Baby blue. A multinational study led by researchers at the University of Leicester, UK, has deciphered how genetics influence visual development in developing babies’ eyes – more specifically looking at genes associated with arrested development of the fovea (1). They investigated a cohort of almost one thousand people with confirmed genetic disorders associated with foveal hypoplasia - classifying how foveal development correlates to genotype and the visual outcome.
Extending family. NEI researchers have identified a novel early-onset macular dystrophy that occurs as a result of new mutations in the gene TIMP3, already known to be associated with the disease (2). These new mutations were not in the mature protein, but in the signal peptide preventing the immature protein from being cleaved.
Marked targets. Fibroblasts from primary open angle glaucoma patients were reprogrammed into stem cells and differentiated to form a model of the retina and optic nerve to identify unknown genetic markers of glaucoma (3). 312 genetic variants were associated with the target retinal cells and 97 genetic clusters were linked to glaucoma caused damage.

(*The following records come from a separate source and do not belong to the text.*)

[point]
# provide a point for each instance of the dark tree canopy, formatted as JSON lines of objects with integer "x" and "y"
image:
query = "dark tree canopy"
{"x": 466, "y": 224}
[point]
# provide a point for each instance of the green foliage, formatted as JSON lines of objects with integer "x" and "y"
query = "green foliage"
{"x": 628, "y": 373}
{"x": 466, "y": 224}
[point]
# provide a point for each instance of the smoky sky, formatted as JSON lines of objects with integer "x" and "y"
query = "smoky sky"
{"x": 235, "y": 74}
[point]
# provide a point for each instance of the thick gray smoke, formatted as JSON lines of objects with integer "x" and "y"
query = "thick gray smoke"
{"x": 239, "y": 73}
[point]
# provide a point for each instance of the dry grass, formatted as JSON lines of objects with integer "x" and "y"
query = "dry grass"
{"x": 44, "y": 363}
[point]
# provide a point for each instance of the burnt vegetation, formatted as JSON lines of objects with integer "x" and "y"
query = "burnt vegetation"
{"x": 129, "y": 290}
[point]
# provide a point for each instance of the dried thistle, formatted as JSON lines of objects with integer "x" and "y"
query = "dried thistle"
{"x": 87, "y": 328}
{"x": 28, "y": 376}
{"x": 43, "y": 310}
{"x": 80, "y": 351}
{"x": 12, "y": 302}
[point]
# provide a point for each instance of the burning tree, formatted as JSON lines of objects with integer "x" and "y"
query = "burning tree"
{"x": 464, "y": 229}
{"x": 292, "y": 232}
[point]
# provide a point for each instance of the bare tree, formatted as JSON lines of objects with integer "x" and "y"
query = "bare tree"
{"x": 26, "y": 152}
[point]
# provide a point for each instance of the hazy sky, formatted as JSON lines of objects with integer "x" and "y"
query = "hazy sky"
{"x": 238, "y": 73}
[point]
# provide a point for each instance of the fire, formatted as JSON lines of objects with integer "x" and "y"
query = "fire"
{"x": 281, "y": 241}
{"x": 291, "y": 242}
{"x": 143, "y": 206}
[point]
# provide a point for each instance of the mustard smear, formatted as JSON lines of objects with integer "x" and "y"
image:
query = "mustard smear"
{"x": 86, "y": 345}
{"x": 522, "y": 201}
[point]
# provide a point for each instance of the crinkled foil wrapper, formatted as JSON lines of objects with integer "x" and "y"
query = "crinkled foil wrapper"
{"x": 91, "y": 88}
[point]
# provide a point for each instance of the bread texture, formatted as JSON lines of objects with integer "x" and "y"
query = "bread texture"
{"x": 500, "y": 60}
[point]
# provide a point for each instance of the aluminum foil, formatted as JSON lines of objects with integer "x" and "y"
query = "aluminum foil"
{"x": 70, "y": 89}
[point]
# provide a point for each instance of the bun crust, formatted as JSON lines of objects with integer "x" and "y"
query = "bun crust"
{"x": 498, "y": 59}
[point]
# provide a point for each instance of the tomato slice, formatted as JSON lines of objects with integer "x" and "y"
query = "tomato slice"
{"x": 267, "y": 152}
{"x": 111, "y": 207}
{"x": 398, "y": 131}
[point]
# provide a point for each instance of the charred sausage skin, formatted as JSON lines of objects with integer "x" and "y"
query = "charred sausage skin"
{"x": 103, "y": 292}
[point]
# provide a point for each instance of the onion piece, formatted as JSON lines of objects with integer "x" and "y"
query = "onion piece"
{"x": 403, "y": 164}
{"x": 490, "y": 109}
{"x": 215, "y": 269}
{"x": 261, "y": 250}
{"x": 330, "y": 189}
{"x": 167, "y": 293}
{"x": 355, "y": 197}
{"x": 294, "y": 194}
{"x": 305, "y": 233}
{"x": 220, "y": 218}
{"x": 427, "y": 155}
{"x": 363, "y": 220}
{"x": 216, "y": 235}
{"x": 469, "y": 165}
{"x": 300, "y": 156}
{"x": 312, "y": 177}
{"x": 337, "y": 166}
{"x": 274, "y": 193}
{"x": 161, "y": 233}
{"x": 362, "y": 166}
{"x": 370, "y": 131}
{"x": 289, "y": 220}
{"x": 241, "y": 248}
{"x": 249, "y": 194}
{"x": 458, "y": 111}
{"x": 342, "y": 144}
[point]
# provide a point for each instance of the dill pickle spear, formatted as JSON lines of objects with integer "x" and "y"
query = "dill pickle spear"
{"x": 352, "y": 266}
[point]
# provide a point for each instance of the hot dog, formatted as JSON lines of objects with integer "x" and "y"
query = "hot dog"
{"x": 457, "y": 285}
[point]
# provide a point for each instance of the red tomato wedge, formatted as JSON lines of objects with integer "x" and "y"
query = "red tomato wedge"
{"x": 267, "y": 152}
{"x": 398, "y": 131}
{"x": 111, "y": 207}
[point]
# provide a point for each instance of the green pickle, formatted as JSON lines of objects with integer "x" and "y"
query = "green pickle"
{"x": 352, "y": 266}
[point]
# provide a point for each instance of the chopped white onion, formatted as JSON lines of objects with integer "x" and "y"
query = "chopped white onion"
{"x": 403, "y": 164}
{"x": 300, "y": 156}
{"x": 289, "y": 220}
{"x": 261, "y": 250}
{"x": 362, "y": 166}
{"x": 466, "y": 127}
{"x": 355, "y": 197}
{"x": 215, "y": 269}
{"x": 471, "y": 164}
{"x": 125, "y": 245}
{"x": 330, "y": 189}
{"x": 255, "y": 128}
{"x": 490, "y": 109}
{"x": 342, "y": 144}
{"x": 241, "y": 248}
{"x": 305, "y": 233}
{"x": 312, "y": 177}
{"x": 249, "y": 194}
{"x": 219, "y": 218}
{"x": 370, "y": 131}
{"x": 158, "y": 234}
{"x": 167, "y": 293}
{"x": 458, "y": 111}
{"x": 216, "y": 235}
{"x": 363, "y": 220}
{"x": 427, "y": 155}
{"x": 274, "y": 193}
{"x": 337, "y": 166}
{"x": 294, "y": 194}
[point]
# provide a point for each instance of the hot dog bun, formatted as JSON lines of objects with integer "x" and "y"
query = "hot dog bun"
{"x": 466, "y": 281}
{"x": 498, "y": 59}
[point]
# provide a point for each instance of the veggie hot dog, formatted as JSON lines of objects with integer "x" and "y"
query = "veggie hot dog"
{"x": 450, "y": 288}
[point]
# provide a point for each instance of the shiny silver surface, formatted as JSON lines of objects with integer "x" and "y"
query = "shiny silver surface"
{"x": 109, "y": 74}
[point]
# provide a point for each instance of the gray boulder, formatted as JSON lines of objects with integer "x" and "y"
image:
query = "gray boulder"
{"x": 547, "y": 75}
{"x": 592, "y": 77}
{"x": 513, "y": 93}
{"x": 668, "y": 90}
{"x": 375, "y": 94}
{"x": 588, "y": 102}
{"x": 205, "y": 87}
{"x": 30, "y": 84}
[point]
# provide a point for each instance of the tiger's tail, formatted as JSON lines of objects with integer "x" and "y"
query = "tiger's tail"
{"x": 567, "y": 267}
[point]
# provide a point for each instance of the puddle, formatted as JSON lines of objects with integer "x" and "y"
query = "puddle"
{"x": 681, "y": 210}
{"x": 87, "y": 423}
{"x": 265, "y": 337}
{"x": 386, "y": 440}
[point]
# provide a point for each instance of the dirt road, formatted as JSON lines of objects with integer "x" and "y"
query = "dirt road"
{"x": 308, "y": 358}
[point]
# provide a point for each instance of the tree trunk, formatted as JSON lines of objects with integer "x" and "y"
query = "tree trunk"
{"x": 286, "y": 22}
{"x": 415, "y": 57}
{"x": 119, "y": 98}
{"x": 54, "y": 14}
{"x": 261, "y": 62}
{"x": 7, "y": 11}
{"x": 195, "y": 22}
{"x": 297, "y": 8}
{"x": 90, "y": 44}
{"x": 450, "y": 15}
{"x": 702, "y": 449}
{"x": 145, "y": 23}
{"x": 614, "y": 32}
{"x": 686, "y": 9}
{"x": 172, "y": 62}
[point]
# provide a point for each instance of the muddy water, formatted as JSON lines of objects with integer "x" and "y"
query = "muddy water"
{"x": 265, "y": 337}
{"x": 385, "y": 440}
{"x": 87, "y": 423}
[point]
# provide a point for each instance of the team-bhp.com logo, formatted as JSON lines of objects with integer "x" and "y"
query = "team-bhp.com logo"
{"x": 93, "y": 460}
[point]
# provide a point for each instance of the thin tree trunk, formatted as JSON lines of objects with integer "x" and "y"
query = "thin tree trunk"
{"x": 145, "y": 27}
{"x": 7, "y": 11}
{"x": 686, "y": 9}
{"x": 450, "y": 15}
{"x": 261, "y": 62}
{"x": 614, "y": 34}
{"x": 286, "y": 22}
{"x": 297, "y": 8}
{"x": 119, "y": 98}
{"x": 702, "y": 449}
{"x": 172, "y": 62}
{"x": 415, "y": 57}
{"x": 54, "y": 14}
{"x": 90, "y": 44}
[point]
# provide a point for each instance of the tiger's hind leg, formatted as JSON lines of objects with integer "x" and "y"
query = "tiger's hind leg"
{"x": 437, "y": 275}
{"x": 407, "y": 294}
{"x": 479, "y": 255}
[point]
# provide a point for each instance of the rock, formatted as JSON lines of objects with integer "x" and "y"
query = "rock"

Pixel by pixel. A machine learning model uses a pixel stratification approach to comprehensively reconstruct and examine the vitreous anatomy in 3D. The technique produces high quality 3D movies, similar to triamcinolone-assisted vitrectomy or postmortem dye injection (4). By examining the vitreous structure beyond the vitreoretinal interface there are applications for many macular diseases and diabetic retinopathy. The approach uses swept source OCT (SS-OCT) scans that are analyzed through Fiji (is just image J) to stack into cubic voxels. After processing the signals from the vitreous gel, spaces within, and interfaces between them, two classes of “Septa” and “Other” were defined - these pixels were assigned to either of the classes, which in turn trained the classifier system.
Intelligent reclassification. A new proposed framework for classifying diabetic retinopathy uses OCT and OCT-A with AI to provide specialized classification, all under one imaging modality (5).
Safe but inefficient. An early LHON clinical trial shows that gene therapy treatment trial is safe but not effective at improving or slowing vision loss (6).
Plateau in progress. Although visual impairment in adults with diabetes was in decline since 2000, this may have plateaued from 2012 (7). The study performed by the CDC provides insights into vision impairment in adults with diabetes.
Through thick and thin. Retinal nerve fiber layer thickness is associated with cognitive function and subsequent cognitive decline (8). This information could be applied to OCT eye tests as a predictive biomarker for cognitive function in older patients.
References
- HJ Kuht et al., Ophthalmology, 129, 708 (2022). PMID: 35157951.
- B Guan et al., JAMA Ophthalmol, 140, 730 (2022). PMID: 35679059.
- M Daniszewski et al., Cell Genomics, 2, 8 (2022). Doi: 10.1016/j.xgen.2022.100142.
- A Thi et al., Transl Vis Sci Technol, 11, 3 (2022). PMID: 35802368.
- P Zang et al., Transl Vis Sci Technol, 11, 10 (2022). PMID: 35822949.
- BL Lam et al., Am J Ophthalmol, S0002-9394, 00088 (2022). PMID: 35271811.
- EA Lundeen et al., Poster Presentation at ADA (2022). Available at: https://bit.ly/3z9dRuv.
- HM Kim et al., JAMA Ophthalmol, 140, 683 (2022). PMID: 35616950.